Réforme de la justice pénale : la fin des jurés populaires ?

L’article 40 du projet de loi de programmation pour la justice présenté par Nicole Belloubet le 9 mars 2018 s’attache à repenser un pan essentiel de notre justice pénale tant il témoigne de l’histoire de la France et de ses évolutions : les jurés populaires au sein des cours d’assises.

Une pratique ancrée

Le recours au peuple dans les cours d’assises est apparu aux suites de la Révolution française. Beccaria, particulièrement favorable à ces jurys, écrivait dans Des délits et des peines que « L’ignorance qui juge par sentiment est moins sujette à l’erreur que l’homme instruit qui décide d’après l’incertaine opinion ».
Leur rôle, leur nombre et leurs caractéristiques vont évoluer au fil des années. Depuis la loi du 10 août 2011, le jury de la Cour d’assises est composé de 6 jurés en première instance et 9 en appel, tous devant être de nationalité française, jouir des droits civils, politiques et familiaux et maîtriser la lecture et l’écriture du français. Il existe cependant des Cours d’assises spéciales composées uniquement de magistrats professionnels en matière trafic de stupéfiants en bande organisée et, depuis 1986, de terrorisme. Cette création, faisant suite à des menaces exercées par des accusés sur des jurés d’assises lors d’un procès pour terrorisme, procédait d’une logique différente de celle justifiant la création des tribunaux criminels.

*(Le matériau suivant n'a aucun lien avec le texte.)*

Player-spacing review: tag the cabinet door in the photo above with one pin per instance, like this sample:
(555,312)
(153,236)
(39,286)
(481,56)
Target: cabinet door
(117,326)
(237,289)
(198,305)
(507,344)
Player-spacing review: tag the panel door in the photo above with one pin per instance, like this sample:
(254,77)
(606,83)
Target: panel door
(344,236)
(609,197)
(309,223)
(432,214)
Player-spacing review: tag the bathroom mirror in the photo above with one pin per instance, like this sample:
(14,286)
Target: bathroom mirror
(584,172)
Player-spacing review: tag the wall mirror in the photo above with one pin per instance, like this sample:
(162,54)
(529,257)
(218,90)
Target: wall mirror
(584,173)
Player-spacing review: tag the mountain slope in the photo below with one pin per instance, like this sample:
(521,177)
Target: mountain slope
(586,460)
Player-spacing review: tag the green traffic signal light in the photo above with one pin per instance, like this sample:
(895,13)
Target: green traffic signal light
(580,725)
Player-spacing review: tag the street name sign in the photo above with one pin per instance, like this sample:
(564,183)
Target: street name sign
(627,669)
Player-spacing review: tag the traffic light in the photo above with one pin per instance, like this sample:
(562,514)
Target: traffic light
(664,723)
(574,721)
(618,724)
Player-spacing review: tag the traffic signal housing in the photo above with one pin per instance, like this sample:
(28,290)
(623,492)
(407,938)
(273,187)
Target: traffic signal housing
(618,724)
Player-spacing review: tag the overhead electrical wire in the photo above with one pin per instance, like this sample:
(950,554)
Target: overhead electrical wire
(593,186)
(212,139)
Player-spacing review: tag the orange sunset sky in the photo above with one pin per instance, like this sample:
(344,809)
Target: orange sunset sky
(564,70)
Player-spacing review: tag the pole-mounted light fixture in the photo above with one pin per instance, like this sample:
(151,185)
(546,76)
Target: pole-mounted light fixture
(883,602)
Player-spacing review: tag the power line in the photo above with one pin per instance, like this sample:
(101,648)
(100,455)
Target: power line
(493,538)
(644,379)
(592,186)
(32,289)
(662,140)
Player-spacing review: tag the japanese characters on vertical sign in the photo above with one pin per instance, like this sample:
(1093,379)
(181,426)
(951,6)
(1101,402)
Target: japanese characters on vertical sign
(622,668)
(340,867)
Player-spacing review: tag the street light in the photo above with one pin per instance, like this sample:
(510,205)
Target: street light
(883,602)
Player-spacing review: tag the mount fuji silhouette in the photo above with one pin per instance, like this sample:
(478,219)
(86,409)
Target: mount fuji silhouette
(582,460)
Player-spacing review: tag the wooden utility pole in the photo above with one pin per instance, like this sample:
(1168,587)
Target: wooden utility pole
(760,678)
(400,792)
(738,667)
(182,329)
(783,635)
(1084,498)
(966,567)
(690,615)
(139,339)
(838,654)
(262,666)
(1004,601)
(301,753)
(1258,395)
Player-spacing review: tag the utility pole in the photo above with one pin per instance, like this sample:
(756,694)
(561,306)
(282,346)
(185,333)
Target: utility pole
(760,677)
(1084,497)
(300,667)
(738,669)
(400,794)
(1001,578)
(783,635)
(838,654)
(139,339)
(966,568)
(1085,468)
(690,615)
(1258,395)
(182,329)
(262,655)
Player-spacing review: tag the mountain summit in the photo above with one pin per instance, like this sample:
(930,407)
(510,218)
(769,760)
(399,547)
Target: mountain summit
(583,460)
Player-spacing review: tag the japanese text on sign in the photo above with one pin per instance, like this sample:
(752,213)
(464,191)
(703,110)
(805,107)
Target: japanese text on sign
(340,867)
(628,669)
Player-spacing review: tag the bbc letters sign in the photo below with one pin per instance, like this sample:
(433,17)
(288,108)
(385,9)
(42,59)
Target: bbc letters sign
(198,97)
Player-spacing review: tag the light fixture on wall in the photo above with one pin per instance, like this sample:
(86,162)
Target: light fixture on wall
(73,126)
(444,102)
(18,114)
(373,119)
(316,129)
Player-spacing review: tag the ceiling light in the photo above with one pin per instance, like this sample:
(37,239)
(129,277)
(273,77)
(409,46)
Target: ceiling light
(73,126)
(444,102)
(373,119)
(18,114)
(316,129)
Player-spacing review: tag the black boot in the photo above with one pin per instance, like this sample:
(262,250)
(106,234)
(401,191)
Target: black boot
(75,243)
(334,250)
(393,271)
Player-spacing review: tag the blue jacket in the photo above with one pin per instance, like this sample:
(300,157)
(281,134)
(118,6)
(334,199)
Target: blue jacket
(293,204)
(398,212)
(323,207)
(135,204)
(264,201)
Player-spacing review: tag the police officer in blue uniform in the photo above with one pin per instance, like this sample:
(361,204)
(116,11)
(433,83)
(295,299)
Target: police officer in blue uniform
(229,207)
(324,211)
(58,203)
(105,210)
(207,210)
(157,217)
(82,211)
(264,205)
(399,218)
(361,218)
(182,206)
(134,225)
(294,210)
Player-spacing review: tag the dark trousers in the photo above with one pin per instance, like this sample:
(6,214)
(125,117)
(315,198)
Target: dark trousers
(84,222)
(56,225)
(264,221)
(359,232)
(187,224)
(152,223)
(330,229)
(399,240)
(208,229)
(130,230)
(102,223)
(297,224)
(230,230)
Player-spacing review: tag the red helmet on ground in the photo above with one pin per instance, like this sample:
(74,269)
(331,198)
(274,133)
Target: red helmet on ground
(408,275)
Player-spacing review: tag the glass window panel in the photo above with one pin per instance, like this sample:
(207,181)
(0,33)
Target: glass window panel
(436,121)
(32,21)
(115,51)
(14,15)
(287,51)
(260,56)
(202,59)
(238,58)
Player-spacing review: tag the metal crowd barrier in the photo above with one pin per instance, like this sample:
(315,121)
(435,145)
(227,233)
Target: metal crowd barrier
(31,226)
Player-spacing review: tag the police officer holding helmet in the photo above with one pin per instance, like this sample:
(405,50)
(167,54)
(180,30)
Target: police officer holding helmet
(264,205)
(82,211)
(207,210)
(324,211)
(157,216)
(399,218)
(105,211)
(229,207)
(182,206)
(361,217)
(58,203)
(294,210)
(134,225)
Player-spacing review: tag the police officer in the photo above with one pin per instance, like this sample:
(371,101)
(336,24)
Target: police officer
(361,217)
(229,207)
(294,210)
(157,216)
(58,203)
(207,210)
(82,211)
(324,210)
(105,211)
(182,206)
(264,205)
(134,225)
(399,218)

Une justice criminelle malmenée

Depuis plusieurs années déjà, force est de constater que la justice criminelle souffre de différents maux.
Dans un premier temps, le manque de moyens rend inenvisageable un traitement rapide des affaires. Ces allongements des durées de jugement entraînent de toute évidence une augmentation significative du nombre de prévenus placés en détention provisoire, et la saturation des maisons d’arrêt. Pour y remédier, fut envisagée la correctionnalisation des crimes prévue, depuis la loi du 9 mars 2004, par l’article 469 du Code de procédure pénale. Elle est devenue très fréquente, notamment s’agissant de la requalification de viol en agression sexuelle.

L’expérimentation d’un « tribunal criminel »

Le gouvernement, en vue d’améliorer la justice pénale rendue dans les cours d’assises, propose de créer un tribunal criminel départemental composé uniquement de magistrats professionnels. Tout d’abord, le délai d’audiencement devant cette instance serait d’un an seulement. Sa compétence serait limitée au jugement de certains crimes, la cour d’assises retrouvant tout son pouvoir pour les crimes punis de trente ans de réclusion ou encore de la réclusion criminelle à perpétuité.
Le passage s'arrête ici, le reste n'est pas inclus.